VATICAN CITY (CNA)—In an Oct. 11 speech to members of the Pontifical Council for the Promotion of the New Evangelization, Pope Francis said the topic of the death penalty should have “a more adequate and coherent space” in the Catechism of the Catholic Church.

This topic “cannot be reduced to a mere memory of a historic teaching” without taking into account the works and teachings of recent Popes, he said, adding that it must also consider the “mutual awareness of the Christian people, who refuse a consensual attitude toward a penalty which seriously undermines human dignity.”

“It must be strongly confirmed that condemning a person to the death penalty is an inhumane measure that humiliates, in any way it is pursued, human dignity.”

The death penalty, he said, “is in itself contrary to the Gospel because it is voluntarily decided to suppress a human life, which is always sacred in the eyes of the Creator and of which God only in the final analysis is the true judge and guarantor.”

Pope Francis spoke to participants in a special day-long conference marking the 25th anniversary of the publication of the Catechism of the Catholic Church, promulgated by Saint John Paul II in 1992.

The Catechism currently explains that if “non-lethal means are sufficient to defend and protect people's safety from the aggressor, authority will limit itself to such means, as these are more in keeping with the concrete conditions of the common good and more in conformity to the dignity of the human person."

The Catechism says that cases in which execution is neccessary, and therefore morally justified, are "very rare, if not practically nonexistent."

During their pontificates, Pope St. John Paul II and Pope Benedict XVI repeatedly called for the abolition of the death penalty. Both Popes encouraged nations to work toward just means of punishment and public order without recourse to the death penalty.

In his speech, Pope Francis said that in past centuries, where defence measures were poor and the maturity of society “still had not met a positive development,” the death penalty seemed like a “logical consequence of the application of justice they had to follow.”

He noted that “unfortunately” even the papal state at times adopted this “extreme and inhumane means” of punishment, “neglecting the primacy of mercy and justice.”

Francis stressed that God is a Father “who always waits for the return of the son who, knowing he has erred, asks forgiveness and begins a new life.”

“No one, therefore, can have their life taken from them, nor the possibility of a moral and existential redemption that goes back in favor of the community.”

“Let us take responsibility for the past, and let us recognize that these means were dictated by a more legalistic mentality than Christian,” he said.

Concern for maintaining power “led to an overestimation of the value of the law, impeding it from a deeper understanding of the Gospel,” he said. “However, to stay neutral today in the face of the new demands for the reaffirmation of personal dignity would make us more guilty.”  
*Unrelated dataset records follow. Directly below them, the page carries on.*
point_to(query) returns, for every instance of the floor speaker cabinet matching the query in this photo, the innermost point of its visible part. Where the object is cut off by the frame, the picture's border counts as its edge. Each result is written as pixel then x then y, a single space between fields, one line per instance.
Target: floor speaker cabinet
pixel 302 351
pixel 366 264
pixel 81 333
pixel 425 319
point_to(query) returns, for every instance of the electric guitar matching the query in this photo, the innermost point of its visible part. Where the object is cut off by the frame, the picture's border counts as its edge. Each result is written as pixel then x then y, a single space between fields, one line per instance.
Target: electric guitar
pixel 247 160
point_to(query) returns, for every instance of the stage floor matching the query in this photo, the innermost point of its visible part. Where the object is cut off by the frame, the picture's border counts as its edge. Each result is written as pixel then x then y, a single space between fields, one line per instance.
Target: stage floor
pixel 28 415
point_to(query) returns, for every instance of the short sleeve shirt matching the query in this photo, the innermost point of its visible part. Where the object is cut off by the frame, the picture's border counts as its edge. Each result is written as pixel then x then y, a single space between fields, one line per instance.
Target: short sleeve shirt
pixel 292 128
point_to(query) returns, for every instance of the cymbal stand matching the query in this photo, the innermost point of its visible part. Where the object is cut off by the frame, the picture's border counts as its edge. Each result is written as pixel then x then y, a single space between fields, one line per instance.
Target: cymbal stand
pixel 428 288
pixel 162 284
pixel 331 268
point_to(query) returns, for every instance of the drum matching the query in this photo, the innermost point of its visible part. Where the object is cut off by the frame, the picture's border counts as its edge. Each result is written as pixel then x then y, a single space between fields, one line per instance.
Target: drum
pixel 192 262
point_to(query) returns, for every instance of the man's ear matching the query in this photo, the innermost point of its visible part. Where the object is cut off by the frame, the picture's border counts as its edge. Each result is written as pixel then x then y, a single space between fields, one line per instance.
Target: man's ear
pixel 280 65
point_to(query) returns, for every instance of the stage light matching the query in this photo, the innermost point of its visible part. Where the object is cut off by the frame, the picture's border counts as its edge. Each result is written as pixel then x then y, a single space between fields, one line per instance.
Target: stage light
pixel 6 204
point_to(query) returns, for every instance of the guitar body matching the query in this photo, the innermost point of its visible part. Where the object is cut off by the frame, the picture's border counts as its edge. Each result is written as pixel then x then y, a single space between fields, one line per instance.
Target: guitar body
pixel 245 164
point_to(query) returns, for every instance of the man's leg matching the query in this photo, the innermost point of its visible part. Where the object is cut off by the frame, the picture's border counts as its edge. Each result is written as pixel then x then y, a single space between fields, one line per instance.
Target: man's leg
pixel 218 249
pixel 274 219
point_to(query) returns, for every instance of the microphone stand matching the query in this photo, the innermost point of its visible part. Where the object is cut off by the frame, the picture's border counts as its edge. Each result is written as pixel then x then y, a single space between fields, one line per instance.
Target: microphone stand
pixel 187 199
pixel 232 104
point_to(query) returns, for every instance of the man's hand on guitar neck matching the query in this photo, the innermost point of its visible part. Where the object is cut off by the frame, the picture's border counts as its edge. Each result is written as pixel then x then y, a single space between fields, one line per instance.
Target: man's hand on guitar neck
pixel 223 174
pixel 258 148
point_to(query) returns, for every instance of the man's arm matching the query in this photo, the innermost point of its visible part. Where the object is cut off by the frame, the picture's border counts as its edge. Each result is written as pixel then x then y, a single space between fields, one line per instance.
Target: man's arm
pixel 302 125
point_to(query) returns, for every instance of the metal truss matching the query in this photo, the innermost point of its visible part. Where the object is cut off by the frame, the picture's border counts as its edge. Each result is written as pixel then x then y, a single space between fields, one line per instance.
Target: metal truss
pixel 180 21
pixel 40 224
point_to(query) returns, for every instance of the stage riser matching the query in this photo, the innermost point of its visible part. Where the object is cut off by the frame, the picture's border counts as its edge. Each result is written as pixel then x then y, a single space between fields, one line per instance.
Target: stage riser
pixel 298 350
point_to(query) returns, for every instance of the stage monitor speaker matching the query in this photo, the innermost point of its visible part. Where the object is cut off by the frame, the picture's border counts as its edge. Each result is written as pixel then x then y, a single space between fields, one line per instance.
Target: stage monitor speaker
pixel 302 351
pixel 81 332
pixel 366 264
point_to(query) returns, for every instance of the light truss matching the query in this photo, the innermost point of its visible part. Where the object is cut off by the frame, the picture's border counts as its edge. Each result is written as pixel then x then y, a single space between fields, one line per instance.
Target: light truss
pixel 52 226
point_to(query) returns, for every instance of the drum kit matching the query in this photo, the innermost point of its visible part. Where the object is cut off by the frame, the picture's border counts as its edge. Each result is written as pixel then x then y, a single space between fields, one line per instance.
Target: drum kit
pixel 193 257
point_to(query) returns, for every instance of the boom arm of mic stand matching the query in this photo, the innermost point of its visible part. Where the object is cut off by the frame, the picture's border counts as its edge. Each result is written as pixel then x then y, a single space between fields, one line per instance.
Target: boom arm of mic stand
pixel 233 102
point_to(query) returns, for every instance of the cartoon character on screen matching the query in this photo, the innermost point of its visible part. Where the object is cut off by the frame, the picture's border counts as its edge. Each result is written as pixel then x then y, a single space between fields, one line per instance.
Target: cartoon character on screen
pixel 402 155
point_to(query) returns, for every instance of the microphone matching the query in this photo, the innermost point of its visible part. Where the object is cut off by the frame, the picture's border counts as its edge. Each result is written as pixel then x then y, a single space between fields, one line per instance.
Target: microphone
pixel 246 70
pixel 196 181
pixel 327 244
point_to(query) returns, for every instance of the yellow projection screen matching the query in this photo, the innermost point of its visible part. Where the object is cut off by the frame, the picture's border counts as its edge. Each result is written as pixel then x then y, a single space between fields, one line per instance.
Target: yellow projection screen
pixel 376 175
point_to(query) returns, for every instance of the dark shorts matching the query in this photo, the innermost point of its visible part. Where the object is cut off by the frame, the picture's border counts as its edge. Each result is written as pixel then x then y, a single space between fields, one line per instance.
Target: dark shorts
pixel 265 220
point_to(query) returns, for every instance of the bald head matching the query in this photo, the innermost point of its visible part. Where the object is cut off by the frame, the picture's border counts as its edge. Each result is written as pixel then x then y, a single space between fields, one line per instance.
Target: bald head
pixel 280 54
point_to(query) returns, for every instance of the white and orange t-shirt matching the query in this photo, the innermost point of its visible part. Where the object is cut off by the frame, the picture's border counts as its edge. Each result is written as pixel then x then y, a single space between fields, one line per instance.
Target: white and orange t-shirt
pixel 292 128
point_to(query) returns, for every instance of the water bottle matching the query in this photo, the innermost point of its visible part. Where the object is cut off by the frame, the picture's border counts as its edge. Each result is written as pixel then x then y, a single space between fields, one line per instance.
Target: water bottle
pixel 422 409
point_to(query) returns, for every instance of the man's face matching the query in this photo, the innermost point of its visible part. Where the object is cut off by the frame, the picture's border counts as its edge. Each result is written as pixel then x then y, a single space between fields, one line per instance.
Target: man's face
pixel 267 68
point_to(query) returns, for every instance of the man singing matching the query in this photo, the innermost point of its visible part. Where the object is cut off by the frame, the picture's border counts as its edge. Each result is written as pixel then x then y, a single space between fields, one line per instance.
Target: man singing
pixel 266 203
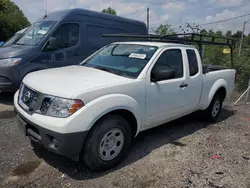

Pope Francis said that “harmonious development of doctrine” requires that new treatments on the death penalty “leave out positions in defence of arguments which now appear decisively contrary to the new understanding of Christian truth ... It is necessary to reiterate that, no matter how serious the crime committed, the death penalty is inadmissible because it is an attempt against the inviolability and dignity of the person.”